When thinking of IoT, “T” can refer not only to things like robotic arms or sensors, but also mobile devices and connected humans. The ability to transform the data from these devices into revenue streams by reading and responding to customers’ digital body language will not only improve your customers’ experiences, but also reveal more revenue streams for your company.
When marketers dare to think outside of the box and beyond the pure parameters of personalized messaging, IoT can enable them to create totally different experiences by bridging the digital and physical worlds. However, in some industries, such as connected cars and retail, there is a strong external and customer-facing component, and the focus is on customer experience and customer engagement.
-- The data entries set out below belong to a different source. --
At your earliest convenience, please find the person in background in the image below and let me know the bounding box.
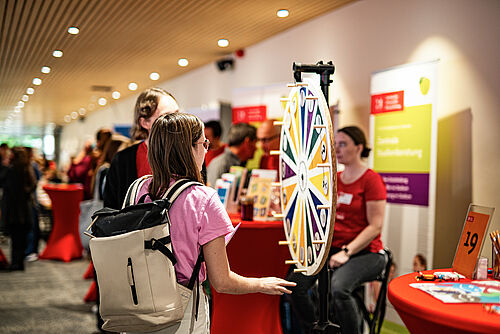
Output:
[130,113,295,334]
[93,134,129,201]
[205,121,227,167]
[257,119,281,171]
[67,140,95,200]
[207,123,257,188]
[413,253,427,272]
[24,147,42,262]
[2,147,36,270]
[99,87,179,332]
[0,143,11,234]
[288,126,386,334]
[103,88,179,209]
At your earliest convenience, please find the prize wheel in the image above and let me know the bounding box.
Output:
[279,79,337,276]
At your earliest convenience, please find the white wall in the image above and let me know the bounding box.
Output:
[62,0,500,256]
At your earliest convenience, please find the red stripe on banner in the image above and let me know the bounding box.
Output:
[233,105,267,124]
[371,90,404,114]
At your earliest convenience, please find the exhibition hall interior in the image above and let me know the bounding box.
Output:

IoT applications are already prevalent in smart metering (utilities), insurance (IoT is even used for pricing models), and consumer banking, to name just a few applications. However, this is only the tip of the IoT iceberg as the possibilities for marketers are endless.
Potential use cases of IoT for marketing can include:
- Analyzing customer buying habits across the devices they use
- Reading and potentially anticipating a customer’s digital body language in the buying journey—including understanding where in the journey the customer currently is and how to serve relevant offers
- Real-time customer interactions, POS notifications and course-targeted contextual advertising and offers
How Can Marketers Prepare Now for IoT?
Marketers can begin by thinking big, starting small and scaling fast. If you have an idea in the IoT space that you’d like to validate, start with the business outcome you are trying to accomplish—considering the “what” versus the “how.” One of the biggest inhibitors to IoT projects is the ability to determine how IoT aligns to your business’ strategic objectives. Once you’ve identified the service that you want to deliver via your connected devices, then you can begin to outline how you’ll go about delivering that service.
To help you start small and at an affordable cost of roughly $100, there are many IoT starter kits from companies like Amazon, Intel, AT&T and more. These starter kits can help to eliminate the expense and complexity of getting started with developing your IoT service. Within a few minutes, you can get access to an end-to-end solution, from the hardware and connectivity management to application development tools. With these affordable options available, there are no more excuses to stay behind.
Remember: Think big, start small and scale fast.